By Derek Manky, Chief Security Strategist & VP Global Threat Intelligence, Fortinet
Inception
It has been six whole years since the official launch of the CTA, and two more in practice as the dream was built. And what a fantastic journey it has been over the racing course of time. I’m proud to say I was there at CTA ground zero, from the proverbial pen and napkin if you will. Back in 2014, Rick Howard and I sat in a hotel meeting room in Singapore on a conference call with McAfee & Symantec drumming up ideas with the simple, yet equally complex question of “What can we do together in partnership that can change the game, without creating further redundancy in industry?”. We naturally approached this with a crawl, walk, run strategy. Really, there have been three generations of the CTA’s platform as it has evolved and adapted as the direct work of the various committees within the CTA.
Crawling
Our original platform and proof of concept was a simple exchange system operating off open source intelligence with some vetting rules in place. The original criteria we set forth outlined a minimum amount of intelligence for each member to share and be evaluated (this rule still holds very true today), including unique samples and encouraging sharing of mobile malware samples (APK) and botnet C2 to create diversity. This was at a time when mobile malware just started becoming really hot. With only four original members it wasn’t too difficult to get this basic system up and running, and after running it for a while we all verified that indeed this was something different and useful. Simple, albeit but the point is that we had built a mechanism to reduce redundancy by focusing on optimizing sharing of samples that were in fact net new, and not something that was already in our collection. And yes, we could tune it.
Walking
Still with the original four members, and with a mostly automated process running with the original criteria we had established, we wanted to take on more. This was a very much hands on approach, including on-site meetings (essential for trust building), whiteboarding and brain storming directly with our supporting CEO/CxO from each organization. Talk about mindshare! This was a key component of early trust exercises as we effectively had competitors in the same room, teaming up to discuss how we can coordinate efforts to elevate security and mitigate cybercrime. During this walking phase, lots of new ideas were presented and more stakeholders involved. We launched a project in 2017, to do a deep dive jointly between analysts from each organization on a prolific ransomware operator at the time, Cryptowall v3. We learned that following our collective effort and publication of this report, which exposed operations of the group, the Cryptowall gang noticed us. Immediately following publication of the report, Cryptowall operators shifted gear and tried to come up with a new variant (v4) which ultimately was not as successful. To us, that was a great sign and a win emphasizing what we could achieve together.

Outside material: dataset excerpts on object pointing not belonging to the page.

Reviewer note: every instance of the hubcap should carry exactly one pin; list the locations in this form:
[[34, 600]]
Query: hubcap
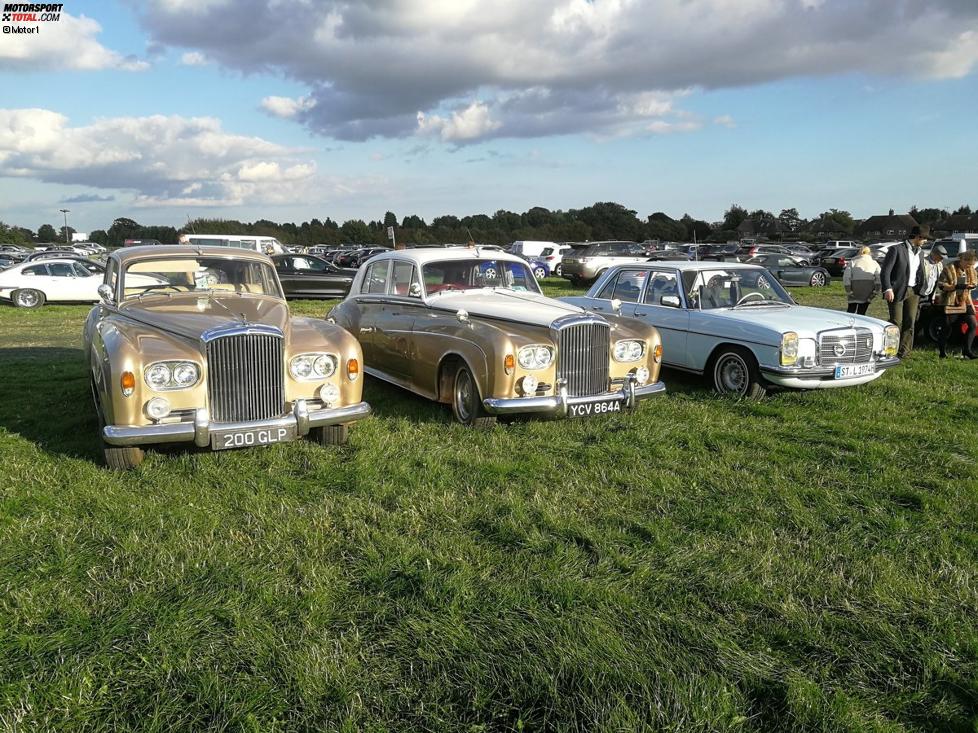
[[732, 375]]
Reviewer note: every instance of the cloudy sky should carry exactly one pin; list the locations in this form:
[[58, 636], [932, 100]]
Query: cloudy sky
[[293, 109]]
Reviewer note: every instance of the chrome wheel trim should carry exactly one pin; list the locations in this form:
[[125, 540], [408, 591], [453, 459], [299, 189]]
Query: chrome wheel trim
[[731, 374]]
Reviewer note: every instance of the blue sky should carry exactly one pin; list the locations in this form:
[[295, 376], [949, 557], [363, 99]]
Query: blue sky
[[350, 110]]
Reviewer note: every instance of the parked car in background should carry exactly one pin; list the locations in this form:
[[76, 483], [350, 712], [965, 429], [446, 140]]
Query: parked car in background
[[308, 276], [587, 263], [210, 356], [835, 262], [736, 325], [434, 322], [793, 270]]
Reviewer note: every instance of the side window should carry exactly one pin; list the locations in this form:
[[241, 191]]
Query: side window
[[629, 286], [663, 284], [61, 269], [375, 279], [404, 276]]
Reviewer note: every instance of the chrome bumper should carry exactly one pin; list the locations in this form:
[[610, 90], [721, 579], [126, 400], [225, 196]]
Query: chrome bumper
[[199, 431], [558, 405]]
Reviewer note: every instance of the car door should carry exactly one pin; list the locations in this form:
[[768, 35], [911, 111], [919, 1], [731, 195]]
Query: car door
[[663, 306]]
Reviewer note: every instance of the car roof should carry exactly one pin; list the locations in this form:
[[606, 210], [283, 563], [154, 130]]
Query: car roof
[[162, 251]]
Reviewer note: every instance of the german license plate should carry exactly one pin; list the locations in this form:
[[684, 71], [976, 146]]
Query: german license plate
[[854, 370], [225, 439], [594, 408]]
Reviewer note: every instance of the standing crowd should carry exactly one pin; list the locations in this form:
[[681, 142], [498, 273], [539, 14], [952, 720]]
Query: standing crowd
[[907, 278]]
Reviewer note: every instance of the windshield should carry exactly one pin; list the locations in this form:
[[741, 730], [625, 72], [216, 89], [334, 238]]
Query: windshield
[[469, 274], [199, 274], [713, 289]]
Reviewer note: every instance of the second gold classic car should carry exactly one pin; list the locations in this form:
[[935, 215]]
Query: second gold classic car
[[196, 345], [470, 327]]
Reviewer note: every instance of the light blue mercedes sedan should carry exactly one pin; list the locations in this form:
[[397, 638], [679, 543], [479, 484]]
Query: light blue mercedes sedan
[[735, 324]]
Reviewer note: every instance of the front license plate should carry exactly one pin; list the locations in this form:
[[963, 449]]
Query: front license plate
[[594, 408], [854, 370], [223, 440]]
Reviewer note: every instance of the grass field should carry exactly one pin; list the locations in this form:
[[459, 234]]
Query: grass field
[[809, 562]]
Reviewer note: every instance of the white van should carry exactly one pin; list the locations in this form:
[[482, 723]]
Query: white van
[[253, 242]]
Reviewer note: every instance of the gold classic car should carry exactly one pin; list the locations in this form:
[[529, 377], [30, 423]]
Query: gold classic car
[[470, 327], [196, 345]]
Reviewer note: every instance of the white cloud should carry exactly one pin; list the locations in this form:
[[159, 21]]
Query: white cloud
[[69, 43], [286, 107], [193, 58], [608, 67], [164, 160]]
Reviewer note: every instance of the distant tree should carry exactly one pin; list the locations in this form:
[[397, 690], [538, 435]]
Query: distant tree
[[356, 231], [47, 233], [734, 217]]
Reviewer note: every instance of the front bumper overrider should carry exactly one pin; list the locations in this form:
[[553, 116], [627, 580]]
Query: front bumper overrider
[[198, 431], [558, 405]]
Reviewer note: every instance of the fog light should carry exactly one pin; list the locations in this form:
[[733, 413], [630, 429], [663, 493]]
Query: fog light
[[329, 394], [158, 408]]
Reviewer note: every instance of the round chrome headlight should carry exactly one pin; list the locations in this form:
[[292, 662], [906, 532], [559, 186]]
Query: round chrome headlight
[[536, 356], [629, 350], [158, 376]]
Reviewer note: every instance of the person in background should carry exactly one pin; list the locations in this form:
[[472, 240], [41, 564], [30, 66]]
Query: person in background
[[956, 283], [861, 280], [898, 277]]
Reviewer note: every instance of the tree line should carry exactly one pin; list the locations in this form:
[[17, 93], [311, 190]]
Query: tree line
[[604, 220]]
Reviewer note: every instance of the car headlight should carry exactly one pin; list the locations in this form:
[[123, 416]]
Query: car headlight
[[789, 348], [313, 366], [535, 356], [629, 350], [162, 376], [891, 340]]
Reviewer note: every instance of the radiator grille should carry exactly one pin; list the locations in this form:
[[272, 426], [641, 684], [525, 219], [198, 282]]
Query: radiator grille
[[245, 378], [846, 347], [582, 358]]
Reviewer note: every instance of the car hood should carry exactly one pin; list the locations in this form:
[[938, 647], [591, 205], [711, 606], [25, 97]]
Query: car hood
[[530, 308], [190, 315], [804, 320]]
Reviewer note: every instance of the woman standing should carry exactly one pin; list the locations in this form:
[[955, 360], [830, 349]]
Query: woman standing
[[957, 281], [861, 279]]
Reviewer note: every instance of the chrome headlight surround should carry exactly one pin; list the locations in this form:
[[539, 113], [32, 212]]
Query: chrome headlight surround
[[891, 340], [628, 350], [313, 366], [789, 348], [535, 356], [166, 376]]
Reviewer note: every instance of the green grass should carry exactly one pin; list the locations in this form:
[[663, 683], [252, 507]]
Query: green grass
[[809, 562]]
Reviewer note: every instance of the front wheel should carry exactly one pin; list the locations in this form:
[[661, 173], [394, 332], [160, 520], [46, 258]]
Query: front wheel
[[27, 298], [466, 405], [330, 435], [735, 373]]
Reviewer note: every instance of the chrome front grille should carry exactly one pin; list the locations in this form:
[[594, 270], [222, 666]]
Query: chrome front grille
[[846, 347], [582, 357], [245, 379]]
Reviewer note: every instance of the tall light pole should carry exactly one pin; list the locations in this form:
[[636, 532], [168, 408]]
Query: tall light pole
[[65, 212]]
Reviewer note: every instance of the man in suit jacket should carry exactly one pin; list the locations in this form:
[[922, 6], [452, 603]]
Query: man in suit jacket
[[899, 276]]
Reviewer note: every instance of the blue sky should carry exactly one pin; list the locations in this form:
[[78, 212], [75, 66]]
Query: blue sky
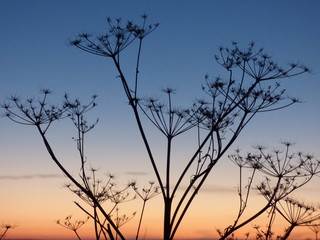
[[35, 54]]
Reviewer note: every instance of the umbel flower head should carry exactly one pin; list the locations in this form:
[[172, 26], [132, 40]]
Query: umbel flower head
[[118, 37]]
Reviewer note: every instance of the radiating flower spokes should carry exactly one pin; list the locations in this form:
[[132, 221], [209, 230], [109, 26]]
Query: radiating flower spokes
[[32, 111], [118, 37]]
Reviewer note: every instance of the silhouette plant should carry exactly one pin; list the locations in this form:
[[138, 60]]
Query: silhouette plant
[[315, 228], [72, 225], [6, 228], [250, 87], [102, 191], [146, 194], [284, 172], [231, 103]]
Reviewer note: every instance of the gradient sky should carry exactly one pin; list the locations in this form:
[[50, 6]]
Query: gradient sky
[[35, 54]]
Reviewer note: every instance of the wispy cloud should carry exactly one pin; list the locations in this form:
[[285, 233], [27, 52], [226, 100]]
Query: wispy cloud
[[31, 176]]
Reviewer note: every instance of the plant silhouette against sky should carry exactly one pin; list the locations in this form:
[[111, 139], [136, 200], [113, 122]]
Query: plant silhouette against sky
[[251, 86]]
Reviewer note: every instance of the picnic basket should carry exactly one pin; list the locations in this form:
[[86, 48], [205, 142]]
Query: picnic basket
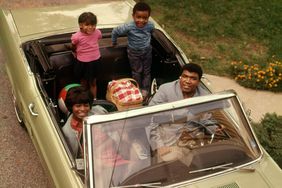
[[124, 93]]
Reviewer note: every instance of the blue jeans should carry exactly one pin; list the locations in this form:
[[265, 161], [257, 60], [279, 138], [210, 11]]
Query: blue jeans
[[140, 63]]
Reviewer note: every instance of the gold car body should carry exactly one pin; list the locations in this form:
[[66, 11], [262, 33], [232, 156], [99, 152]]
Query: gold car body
[[22, 25]]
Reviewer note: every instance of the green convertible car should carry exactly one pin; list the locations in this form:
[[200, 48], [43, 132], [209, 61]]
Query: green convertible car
[[218, 150]]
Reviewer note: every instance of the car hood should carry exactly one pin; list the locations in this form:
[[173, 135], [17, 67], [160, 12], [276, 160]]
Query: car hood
[[59, 19]]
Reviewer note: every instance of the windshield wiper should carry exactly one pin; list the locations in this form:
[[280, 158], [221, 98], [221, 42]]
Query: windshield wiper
[[157, 184], [224, 166]]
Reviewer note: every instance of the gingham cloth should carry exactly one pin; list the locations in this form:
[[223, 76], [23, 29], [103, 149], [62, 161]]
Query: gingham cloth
[[125, 91]]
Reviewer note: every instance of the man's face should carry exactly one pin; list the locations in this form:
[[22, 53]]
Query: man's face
[[80, 110], [141, 18], [189, 82]]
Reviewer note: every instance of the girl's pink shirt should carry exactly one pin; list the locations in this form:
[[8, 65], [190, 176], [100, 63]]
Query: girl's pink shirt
[[87, 47]]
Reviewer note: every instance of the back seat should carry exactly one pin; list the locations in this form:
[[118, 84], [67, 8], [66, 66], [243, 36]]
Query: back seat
[[114, 65]]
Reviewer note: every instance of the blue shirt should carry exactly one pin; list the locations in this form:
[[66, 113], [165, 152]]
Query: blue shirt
[[138, 38]]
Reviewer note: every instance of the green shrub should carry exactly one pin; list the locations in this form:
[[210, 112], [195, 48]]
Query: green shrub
[[269, 133]]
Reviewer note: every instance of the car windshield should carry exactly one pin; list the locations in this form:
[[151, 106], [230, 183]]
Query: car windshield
[[173, 146]]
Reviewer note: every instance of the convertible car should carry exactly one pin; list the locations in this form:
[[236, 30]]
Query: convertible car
[[213, 146]]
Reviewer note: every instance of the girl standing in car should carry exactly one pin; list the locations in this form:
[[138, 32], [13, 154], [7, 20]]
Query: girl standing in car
[[86, 48]]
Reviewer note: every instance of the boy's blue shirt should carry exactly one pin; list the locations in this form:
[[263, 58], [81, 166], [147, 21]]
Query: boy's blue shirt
[[138, 38]]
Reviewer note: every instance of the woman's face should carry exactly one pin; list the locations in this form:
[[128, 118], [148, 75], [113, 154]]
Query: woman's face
[[80, 110]]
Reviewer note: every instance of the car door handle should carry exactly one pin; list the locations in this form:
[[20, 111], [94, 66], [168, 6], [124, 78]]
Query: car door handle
[[31, 108]]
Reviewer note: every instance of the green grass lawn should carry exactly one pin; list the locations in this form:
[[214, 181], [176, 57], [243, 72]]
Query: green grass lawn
[[216, 32]]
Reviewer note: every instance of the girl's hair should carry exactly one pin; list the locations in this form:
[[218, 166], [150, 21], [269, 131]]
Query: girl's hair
[[88, 18], [78, 95], [141, 6]]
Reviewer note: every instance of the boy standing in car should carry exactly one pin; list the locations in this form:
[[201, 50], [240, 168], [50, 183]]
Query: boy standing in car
[[139, 48]]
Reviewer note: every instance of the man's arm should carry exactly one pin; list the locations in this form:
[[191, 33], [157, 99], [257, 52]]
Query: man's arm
[[159, 97]]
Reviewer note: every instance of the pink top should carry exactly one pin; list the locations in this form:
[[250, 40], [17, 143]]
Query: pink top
[[87, 47]]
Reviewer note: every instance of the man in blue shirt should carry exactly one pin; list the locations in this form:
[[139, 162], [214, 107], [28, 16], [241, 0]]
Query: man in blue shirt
[[139, 44]]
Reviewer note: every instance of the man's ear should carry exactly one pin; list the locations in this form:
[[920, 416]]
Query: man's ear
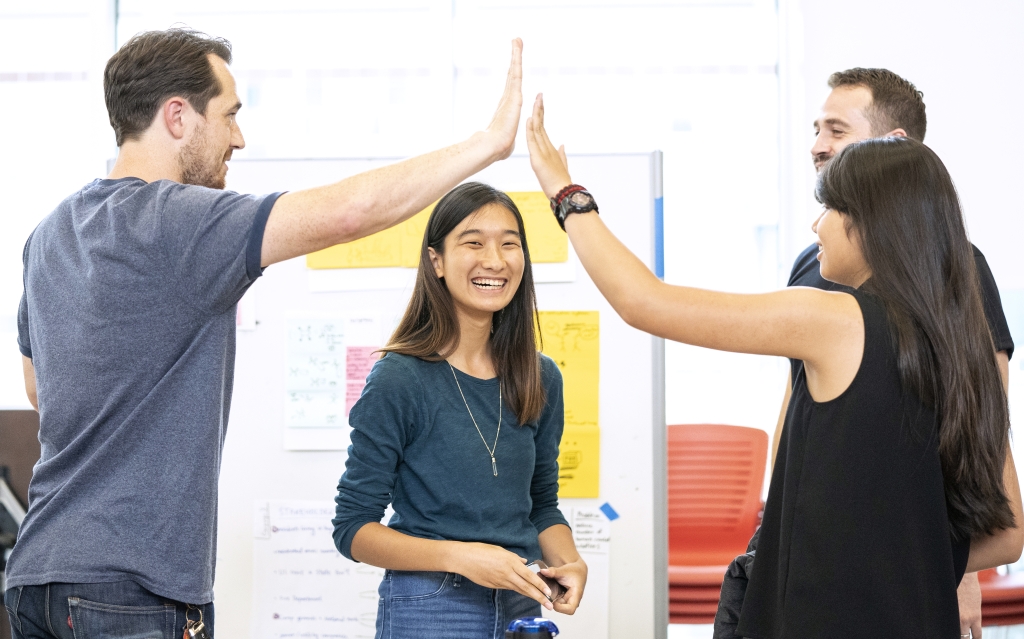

In parallel, we worked on a new platform to replace the original simple sharing and be more aligned with industry. The second generation of the CTA platform was running on STIX (v1) and TAXII and allowed us to be more expressive and share more types of artifacts. And yes, the CTA was born! Governance was set up, staff was brought on board, and committees established. Scoring engines were enhanced on the new platform, and we started to expand scope and bring on additional members.
Running
While the birth of the CTA was security vendor led, over the years a diverse ecosystem has flourished through an array of members – 37 and counting, spanning global regions, sectors, and subject matter experts. I can say I am even more proud of the holistic, collective effort the CTA has now become. Credit is really due to every single contributor to the alliance, which is in fact every member by design of the CTA’s information sharing platform, Magellan. Magellan was launched in 2020 and is CTA’s third generation platform still in place today. Magellan runs on STIXv2 and allows even more context to be shared throughout members, such as cyber kill chain mappings, MITRE ATT&CK TTPs, and more. It’s also friendlier for onboarding new members and features a UX/UI to describe attacks that automatically generates STIXv2 language. Something that vastly accelerates the both the learning curve, and cycles required for information sharing. The CTA continues to enhance Magellan. Today over 11 million observables are contextualized, shared, and evaluated on Magellan every month.
An Early Share program has been operating since 2018, which in fact has been a game changer in the industry. There have been over 720 early shares in the CTA, and the idea is that trusted intelligence is shared within the community prior to public release of research such as security blogs. This allows all members the opportunity to elevate their security and prepare in advance, so nobody is caught off guard. Prior to this, it was a scramble out of the gates approach and hence the game changing effort in industry. A contributing allies program has also been set up for public sector strategic engagement. Communication channels are active for threat response when we face a large industry threat as we have in the past, such as VPNFilter, WannaCry, SolarWinds, Log4J. It’s truly a refreshing experience when you have such an experienced industry roster getting on a call, to compare notes, validate intelligence and debunk myths. From early shares to Magellan and daily contextual sharing, a scoring report has also been set up to encourage healthy competition between members.
The CTA’s mission is to protect end-users, disrupt malicious actors, and elevate overall security. I can confidently say we are doing this today thanks to all of the dedicated members and effort within the CTA. We’ve crawled, walked, and ran, and I can now catch my breath again seeing first-hand the invaluable dedication of our members and their commitment to the mission. I can’t wait to see what tomorrow brings!